Daghestan Could Become Putin’s Uzbek Affair and Trigger New Separatist Challenges, Orientalist Says



Paul Goble

            Staunton, February 12 – Many governments view anti-corruption drives as a way to solidify their positions by winning the support of the population against corrupt officials; but oftentimes, governments that choose such a strategy fail to see that corruption exists almost everywhere and that they cannot limit it as they want.

            Indeed, what may look like a winning strategy when it is applied to a single portion of the country or a single part of the elite can become the first step to a major defeat when people begin to ask why this region or this segment of the ruling class is so different from all the others with whom they have experience.

            That happened in the closing years of the USSR when Moscow launched an anti-corruption campaign against Tashkent officials, only to discover that the “Uzbek Affair “ as that came to be known, raised questions about the Soviet system as a whole, questions that contributed to the demise of that system (begamot-74.livejournal.com/78242.html).

            Now some analysts are suggesting that Moscow’s anti-corruption campaign in Daghestan could have the same effect not only because the Kremlin itself has promised to take similar actions against other “corrupt” regions but because Russians can see that corruption is hardly limited to a small republic in the North Caucasus but exists everywhere in the Putin system. 

            One analyst, orientalist Anatoly Nemiyan who blogs under the name El Murid, makes this argument extremely directly in a comment for an article prepared by Ruslan Gorevoy of the Versiya portal (versia.ru/provorovavshimsya-regionalnym-yelitam-vporu-zakazyvat-sebe-tyuremnye-roby).

            “The solution of the problem of the borderlands is always considered a task of fist importance for any country.
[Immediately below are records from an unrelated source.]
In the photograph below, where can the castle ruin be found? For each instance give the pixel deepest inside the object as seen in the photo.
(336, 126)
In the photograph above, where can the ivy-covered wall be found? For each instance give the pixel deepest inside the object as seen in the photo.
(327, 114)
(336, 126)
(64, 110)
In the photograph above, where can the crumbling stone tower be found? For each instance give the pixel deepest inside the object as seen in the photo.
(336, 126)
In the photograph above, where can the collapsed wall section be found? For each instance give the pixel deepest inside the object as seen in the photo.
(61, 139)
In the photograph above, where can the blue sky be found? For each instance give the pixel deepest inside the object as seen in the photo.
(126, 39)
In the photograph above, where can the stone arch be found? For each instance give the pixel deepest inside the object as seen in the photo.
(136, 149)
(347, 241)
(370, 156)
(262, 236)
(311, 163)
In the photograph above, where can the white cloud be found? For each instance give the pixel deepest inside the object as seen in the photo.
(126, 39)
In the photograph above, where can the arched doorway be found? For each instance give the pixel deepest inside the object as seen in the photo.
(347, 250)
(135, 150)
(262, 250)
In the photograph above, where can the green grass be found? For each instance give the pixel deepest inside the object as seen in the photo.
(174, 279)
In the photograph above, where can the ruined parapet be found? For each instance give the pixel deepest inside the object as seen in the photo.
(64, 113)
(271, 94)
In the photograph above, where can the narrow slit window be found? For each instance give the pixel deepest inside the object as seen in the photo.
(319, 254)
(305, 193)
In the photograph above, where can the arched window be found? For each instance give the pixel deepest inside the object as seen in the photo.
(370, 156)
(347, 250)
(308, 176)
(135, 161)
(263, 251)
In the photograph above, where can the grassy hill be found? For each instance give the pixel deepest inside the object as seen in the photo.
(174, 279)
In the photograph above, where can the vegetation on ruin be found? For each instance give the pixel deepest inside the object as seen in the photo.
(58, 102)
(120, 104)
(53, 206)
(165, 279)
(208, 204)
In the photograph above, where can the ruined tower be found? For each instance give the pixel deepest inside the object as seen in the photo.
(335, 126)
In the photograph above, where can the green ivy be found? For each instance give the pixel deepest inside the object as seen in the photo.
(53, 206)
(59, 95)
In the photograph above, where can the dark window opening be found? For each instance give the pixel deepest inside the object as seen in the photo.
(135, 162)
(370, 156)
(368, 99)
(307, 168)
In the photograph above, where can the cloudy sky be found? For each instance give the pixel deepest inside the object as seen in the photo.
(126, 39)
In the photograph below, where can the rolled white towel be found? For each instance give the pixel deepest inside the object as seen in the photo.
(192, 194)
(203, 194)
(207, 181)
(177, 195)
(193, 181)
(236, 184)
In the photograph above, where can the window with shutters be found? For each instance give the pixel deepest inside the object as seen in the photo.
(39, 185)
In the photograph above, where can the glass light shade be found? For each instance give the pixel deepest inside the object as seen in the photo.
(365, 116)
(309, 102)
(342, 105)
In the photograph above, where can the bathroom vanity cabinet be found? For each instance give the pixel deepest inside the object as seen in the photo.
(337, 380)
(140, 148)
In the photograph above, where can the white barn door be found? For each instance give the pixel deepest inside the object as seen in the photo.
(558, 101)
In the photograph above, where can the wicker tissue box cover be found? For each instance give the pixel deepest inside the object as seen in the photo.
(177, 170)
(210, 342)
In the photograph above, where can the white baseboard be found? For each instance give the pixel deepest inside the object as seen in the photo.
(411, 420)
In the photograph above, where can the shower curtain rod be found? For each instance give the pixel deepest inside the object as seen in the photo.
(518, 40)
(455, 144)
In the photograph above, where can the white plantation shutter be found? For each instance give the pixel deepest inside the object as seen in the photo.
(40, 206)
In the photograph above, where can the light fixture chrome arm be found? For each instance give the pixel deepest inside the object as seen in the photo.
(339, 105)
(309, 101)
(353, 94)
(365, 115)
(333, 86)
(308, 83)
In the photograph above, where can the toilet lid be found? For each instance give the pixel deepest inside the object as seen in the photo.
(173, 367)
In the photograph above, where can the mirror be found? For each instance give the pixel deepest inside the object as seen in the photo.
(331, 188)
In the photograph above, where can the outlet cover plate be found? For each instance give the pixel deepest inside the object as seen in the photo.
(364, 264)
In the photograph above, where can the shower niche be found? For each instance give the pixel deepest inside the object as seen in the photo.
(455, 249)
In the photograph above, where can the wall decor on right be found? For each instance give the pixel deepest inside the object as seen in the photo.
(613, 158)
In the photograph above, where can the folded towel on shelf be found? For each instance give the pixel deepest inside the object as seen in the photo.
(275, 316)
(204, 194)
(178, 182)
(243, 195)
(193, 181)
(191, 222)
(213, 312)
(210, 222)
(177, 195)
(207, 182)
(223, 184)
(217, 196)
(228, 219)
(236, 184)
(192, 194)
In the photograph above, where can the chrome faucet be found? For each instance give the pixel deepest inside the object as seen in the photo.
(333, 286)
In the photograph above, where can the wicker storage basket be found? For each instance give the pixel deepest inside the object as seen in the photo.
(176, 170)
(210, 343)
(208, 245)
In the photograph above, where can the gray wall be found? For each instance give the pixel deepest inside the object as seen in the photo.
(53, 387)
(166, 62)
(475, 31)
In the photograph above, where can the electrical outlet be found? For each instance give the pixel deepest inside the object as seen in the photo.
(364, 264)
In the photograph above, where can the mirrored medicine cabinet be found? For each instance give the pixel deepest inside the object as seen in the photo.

Everywhere these resolutions have an extremely serious and unbelievably long-drawn-out character.” And one must always remember that what is true in one place is true at least in part in many others.

            What is happening in Daghestan today, Nemiyan says, could “without doubt” happen tomorrow in “Tuva, Karelia,, and the Russian North and possibly Buryatia and Sakha.” But for that to occur, Moscow will have to transform the governors into “governors general who will rely on force from outside the republic.”

            Such a strategy may seem for a time to be a winning one, he continues, “but such an active purge of elites” as the one now being conducted by outsiders backed by Moscow in “unsettled and multi-national Daghestan” may come to “play against the federal center” if it makes mistakes as it is likely to.

            Any such action, Nemiyan argues, must be pursued very carefully and with regard to what can happen if the lessons of the past are ignored.  The Kremlin needs to recall “the history of the cotton affair in Uzbekistan where Soviet power demonstrated its decisiveness against the background of a collapsing economy.”

            “We remember how that turned out,” the orientalist concludes.” It led to the growth of “separatism in the borderlands and the flight of the republics from the USSR.”